特別コメンテーターとして番組では立花隆氏を迎えていた。
女性キャスターが聞く。
「立花さんは捨てるほうですか、取っておくほうですか?」
有名なネコビルを持つ氏である。答えを半ば予想しながら尋ねて いる感じだ。しかしそう思い通りに答えるはずもない。

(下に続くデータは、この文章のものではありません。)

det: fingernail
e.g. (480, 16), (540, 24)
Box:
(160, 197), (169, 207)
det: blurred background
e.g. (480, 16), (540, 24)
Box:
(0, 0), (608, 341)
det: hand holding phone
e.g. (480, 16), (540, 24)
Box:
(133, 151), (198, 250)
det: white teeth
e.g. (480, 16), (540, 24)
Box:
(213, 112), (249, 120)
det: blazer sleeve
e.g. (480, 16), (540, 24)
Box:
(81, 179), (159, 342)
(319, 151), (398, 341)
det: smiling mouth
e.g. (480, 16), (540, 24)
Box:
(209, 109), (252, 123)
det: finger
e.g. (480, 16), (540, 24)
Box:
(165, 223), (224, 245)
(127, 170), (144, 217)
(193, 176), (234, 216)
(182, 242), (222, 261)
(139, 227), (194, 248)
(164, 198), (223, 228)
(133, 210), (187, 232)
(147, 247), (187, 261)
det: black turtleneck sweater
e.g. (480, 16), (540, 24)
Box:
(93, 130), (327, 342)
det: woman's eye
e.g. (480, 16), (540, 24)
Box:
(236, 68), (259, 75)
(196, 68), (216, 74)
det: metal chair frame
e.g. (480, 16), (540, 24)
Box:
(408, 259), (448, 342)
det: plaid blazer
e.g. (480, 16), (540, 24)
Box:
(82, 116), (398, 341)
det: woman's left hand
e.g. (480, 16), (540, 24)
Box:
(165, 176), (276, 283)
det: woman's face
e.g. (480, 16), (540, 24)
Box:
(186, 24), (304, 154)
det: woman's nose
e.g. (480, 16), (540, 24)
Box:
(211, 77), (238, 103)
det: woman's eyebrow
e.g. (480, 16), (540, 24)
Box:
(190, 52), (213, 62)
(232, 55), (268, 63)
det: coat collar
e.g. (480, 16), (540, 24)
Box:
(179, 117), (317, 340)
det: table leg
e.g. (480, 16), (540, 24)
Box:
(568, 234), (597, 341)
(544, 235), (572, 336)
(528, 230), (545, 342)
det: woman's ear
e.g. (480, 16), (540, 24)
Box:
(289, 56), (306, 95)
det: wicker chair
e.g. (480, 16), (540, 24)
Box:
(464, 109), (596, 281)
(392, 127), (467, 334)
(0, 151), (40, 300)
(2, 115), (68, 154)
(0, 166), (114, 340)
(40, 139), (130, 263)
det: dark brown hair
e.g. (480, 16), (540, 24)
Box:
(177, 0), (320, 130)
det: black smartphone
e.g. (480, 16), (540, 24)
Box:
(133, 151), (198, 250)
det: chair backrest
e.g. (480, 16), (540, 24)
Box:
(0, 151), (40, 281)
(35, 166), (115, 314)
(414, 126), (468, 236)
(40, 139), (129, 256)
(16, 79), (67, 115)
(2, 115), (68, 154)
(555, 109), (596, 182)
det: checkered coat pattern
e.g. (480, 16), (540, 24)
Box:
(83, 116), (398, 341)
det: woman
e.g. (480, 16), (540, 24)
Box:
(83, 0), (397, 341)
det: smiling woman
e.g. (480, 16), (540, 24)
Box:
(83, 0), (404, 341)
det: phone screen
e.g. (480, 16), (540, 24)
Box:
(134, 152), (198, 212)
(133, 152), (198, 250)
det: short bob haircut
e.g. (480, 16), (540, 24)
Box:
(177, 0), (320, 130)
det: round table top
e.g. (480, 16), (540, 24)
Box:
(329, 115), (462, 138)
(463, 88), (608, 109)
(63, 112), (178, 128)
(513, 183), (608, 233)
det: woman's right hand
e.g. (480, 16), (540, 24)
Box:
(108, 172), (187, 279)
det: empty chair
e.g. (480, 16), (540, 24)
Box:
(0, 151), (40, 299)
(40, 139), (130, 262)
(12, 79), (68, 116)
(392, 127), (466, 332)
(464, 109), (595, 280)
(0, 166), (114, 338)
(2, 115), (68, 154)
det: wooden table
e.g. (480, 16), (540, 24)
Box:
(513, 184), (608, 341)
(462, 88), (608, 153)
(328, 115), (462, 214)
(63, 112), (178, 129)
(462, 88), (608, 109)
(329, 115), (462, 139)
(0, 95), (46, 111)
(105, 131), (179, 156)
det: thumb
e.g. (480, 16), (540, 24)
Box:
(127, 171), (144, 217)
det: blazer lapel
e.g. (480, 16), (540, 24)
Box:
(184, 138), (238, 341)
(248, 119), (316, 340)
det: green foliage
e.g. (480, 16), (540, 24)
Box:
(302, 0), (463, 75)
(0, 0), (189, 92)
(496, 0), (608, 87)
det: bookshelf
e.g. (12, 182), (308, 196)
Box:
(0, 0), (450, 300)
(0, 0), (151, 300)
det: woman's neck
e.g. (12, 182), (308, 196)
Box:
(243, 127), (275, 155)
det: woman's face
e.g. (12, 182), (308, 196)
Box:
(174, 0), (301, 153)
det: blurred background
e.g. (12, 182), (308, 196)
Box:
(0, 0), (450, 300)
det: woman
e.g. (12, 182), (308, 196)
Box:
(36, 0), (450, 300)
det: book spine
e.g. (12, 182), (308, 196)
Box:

「どちらかといえば取っておくほうですかね、ですがこの本で言っている ようなことはとっくに実践していますよ。」
氏は続ける。
「だいたい捨てようと努力すること自体が無駄なんですよ。人間の脳って のは物が溢れてきたら捨てるよう命令を出すようにできているんです。 自然に頭にまかせておけばいいんですよ。」

この後もいくらかやりとりが続くがどうも会話が噛み合っていない。 無理もないかもしれない。所詮土台が違いすぎるのだ。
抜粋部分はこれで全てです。